In case you feel math is the root of all evil - feel free to skip the technical "Warning! Math ahead" streight to the conclusions.

** Arena:** In this mode, each player constructs their deck out of random cards: the game offers 3 random cards and the player chooses 1 - repeating this process 30 times until a deck of 30 cards is created. This deck is used to play Arena games vs other players (who created their decks using the same process) until it loses 3 times or wins 12 - at which point rewards are given and the deck disappears - thus ending the Arena run.

** Rewards:** The longer you "last" in the Arena (until 3 loses) - the better are the prizes you get in the end. The rewards fall into 2 categories: constructed resources (card packs, specific cards etc.) and gold. While cards might be very valuable for constructed (standard) game play, only gold (or real money) can be used to pay for another Arena run. You can earn gold during constructed play and save for an Arena fee - but it's a slow process, often taking days. Thankfully, if you do well, you can win enough gold (in addition to other rewards) to pay for the next Arena run - and if you do well again then you'll get to buy the next one etc.

This "dream" of endlessly playing *for free*** **(all the while winning more cards for your collection) is called *"Infinite Arena"*.

Unlike constructed, in the Arena everyone has an equal opportunity. It doesn't matter if your opponent bought thousands of card packs and have all the best cards in their collection - out here in the Arena he gets to choose from the same random pool of cards as a guy who never payed a single dollar. On average, everyone is equal. That means that rewards are based only on skill - a true meritocracy.

Not only that, but there's a chance you'll be so good that you'll "go infinite" - play as many Arenas as you wish - earning cards along the way - for free. All you have to do is be really good.

Equal opportunity, meritocracy, the chance to win big: it's the American dream in its purest form. I think this is the main reason I love the Arena mode - as someone who never "paid-to-win" I feel it's genuinely fair.
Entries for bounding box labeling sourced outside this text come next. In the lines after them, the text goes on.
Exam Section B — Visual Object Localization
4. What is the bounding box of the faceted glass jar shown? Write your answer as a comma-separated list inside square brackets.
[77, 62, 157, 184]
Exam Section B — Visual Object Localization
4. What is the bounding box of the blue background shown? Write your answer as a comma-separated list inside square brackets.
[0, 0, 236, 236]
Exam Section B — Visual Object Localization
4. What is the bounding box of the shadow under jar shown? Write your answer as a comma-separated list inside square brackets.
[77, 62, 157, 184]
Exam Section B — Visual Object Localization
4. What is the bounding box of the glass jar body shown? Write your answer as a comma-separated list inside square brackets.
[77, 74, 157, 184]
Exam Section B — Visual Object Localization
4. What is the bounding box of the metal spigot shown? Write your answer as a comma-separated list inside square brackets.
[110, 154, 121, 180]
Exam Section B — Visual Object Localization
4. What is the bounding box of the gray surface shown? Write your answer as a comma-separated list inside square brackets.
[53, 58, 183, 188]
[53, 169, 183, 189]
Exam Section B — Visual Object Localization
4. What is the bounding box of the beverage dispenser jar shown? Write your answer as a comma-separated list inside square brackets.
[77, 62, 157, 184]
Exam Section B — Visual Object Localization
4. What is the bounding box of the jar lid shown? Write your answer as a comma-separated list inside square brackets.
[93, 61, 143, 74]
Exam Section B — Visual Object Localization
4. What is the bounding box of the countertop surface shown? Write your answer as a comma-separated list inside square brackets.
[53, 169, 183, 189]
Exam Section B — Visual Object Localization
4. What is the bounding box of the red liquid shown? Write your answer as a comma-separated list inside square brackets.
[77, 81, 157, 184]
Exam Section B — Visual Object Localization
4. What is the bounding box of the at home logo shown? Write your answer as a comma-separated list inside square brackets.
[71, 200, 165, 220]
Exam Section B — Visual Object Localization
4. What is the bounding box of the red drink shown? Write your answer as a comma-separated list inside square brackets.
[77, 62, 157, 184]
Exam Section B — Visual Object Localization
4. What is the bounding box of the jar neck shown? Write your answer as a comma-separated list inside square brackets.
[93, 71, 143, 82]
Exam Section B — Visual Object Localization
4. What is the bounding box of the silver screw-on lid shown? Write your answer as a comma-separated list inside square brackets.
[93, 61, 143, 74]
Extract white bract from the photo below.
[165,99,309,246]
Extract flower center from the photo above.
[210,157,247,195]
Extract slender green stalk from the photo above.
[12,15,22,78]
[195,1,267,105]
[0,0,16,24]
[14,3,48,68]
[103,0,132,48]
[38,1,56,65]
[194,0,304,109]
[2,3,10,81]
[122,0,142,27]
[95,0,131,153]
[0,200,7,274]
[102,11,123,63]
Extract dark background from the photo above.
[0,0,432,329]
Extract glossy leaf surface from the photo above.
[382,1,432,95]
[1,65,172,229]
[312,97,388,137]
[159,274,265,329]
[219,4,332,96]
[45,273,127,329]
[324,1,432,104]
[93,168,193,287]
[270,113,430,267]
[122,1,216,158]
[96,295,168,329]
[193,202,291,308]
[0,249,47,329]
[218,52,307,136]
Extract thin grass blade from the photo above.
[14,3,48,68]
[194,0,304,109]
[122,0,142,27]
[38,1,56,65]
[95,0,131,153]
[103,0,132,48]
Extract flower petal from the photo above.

Fair in ways that the current American capitalism can never be - in real life the "American Dream" is mostly a myth.

But let's get back to Hearthstone. So how good do you have to be to "go infinite"? Arena entry fee is 150 gold - so you need to win 150 gold per run on average. The rewards are somewhat random - so let's check the statistics:

Source: arenamastery.com - a website dedicated to tracking Hearthstone Arena stats. Based on ~447000 completed runs by thousands of players.

The graph climbs steadily upwards - as expected - but has a sudden jump from 6 wins to 7 - going from an average of 106 prize gold to 166. The reasons is that at 7 wins you are guaranteed by the game to get at least 150 gold - enough for another Arena run. That's why 7 is usually considered the magic number - allowing infinite runs. Actually - since sometimes you get more than 150 - you can get away with a slightly lower average number of wins per run (~6.7).

Ok - so how hard can it be?

We're interested in the number of wins - X - a player accumulates before he loses r games (r=3 in our case), given a win probability p. Turns out this mathematical problem is encountered in various fields - and has a name: Negative Binomial Distribution. We say that X is distributed according to the NB distribution with success probability p and number of allowed failures r:

X ~ NB (r,p)

Note that we neglected for now the additional stopping condition of 12 wins - which we'll discuss in a moment.

First, let's say the player has a coin-flip chance to win or lose against anyone - p=0.5. The average number of wins ( E[X] ) for the NB distribution is given by (from Wikipedia):

E[X] =

In our case p=0.5 and r=3 - so we get an average of *3 wins*. This makes intuitive sense - since we have 3 opportunities to fail and on average out of every 2 games we win 1 and lose 1 - so we'll average 6 games and 3 wins. From the gold vs wins graph above we can see that 3 wins give *~40 gold* - very far from infinite Arena.

But we're after the American Dream - we want to be better than a coin-flip. Let's plot the win rate (p) vs average number of wins (X) and see how much better than 50% we should strive for:

Turns out we need to **win 70%** of our games to reach a 7 win average (or ~69% for ~6.7 wins) - an impressive feat. At least now we have a simple way to relate between average wins and win rate.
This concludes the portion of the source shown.